18:06O paradoxo do coxo

por Ricardo Araújo Pereira, na FSP

Princípios universais não costumam admitir exceções

Não há nenhum paradoxo do coxo. A única coisa estranha na expressão “paradoxo do coxo” é que duas palavras acabadas em “oxo” se pronunciem de modo tão diferente. O que é esquisito, mas não propriamente paradoxal. Paradoxo a sério é o seguinte: estávamos na aula quando o professor de filosofia disse: “O pensamento crítico é a coisa mais importante que vos posso ensinar. Vocês devem questionar tudo o que vos disserem.” Eu perguntei: “Será?”

O professor não pareceu muito satisfeito. Eu estava seguindo o seu conselho ou pondo em causa o seu conselho? É possível que pôr em causa o seu conselho seja seguir o seu conselho, mas como é que posso seguir um conselho se o ponho em causa? Talvez o professor devesse ter dito “Questionem tudo o que vos disserem, exceto esta indicação”, mas isso havia de gerar alguma desconfiança, porque os princípios universais não costumam admitir exceções.

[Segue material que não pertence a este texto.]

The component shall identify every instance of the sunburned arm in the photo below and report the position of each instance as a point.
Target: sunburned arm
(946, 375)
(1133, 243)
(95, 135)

É um problema antigo. Na carta a Tito, São Paulo escreve que “cretenses são sempre mentirosos”. E a seguir acrescenta, concordando: “Este testemunho é verdadeiro.” O problema é que o autor da frase que São Paulo cita é Epimênides, e Epimênides também era da ilha de Creta. Ora, quando um cretense diz que os cretenses são sempre mentirosos, há duas hipóteses: ou está mentindo, e por isso está dizendo a verdade; ou está dizendo a verdade, e por isso está mentindo. A declaração é falsa se for verdadeira e é verdadeira se for falsa.

Portanto, quando São Paulo conclui que o testemunho é verdadeiro, é difícil saber o que é que está deduzindo. Já no século 5, num sermão sobre o salmo 116, São Jerônimo detém-se no versículo 11: “Eu dizia na minha agitação: todo o homem é mentiroso.” Se é verdade que todo o homem é mentiroso, pensa São Jerônimo, então o salmista, que também é um homem, está mentindo. Porém, se ele está mentindo, a frase “todo o homem é mentiroso” não é verdadeira. Logo, pergunta São Jerônimo, ele está mentindo ou dizendo a verdade?

Considerando tudo isto, é possível retirar uma conclusão bastante perturbadora: a de que um homem que é santo, como São Jerônimo, formula mais ou menos as mesmas perguntas que um reles engraçadinho que deseja apenas irritar o professor de filosofia. O que, curiosamente, constitui mais um surpreendente paradoxo.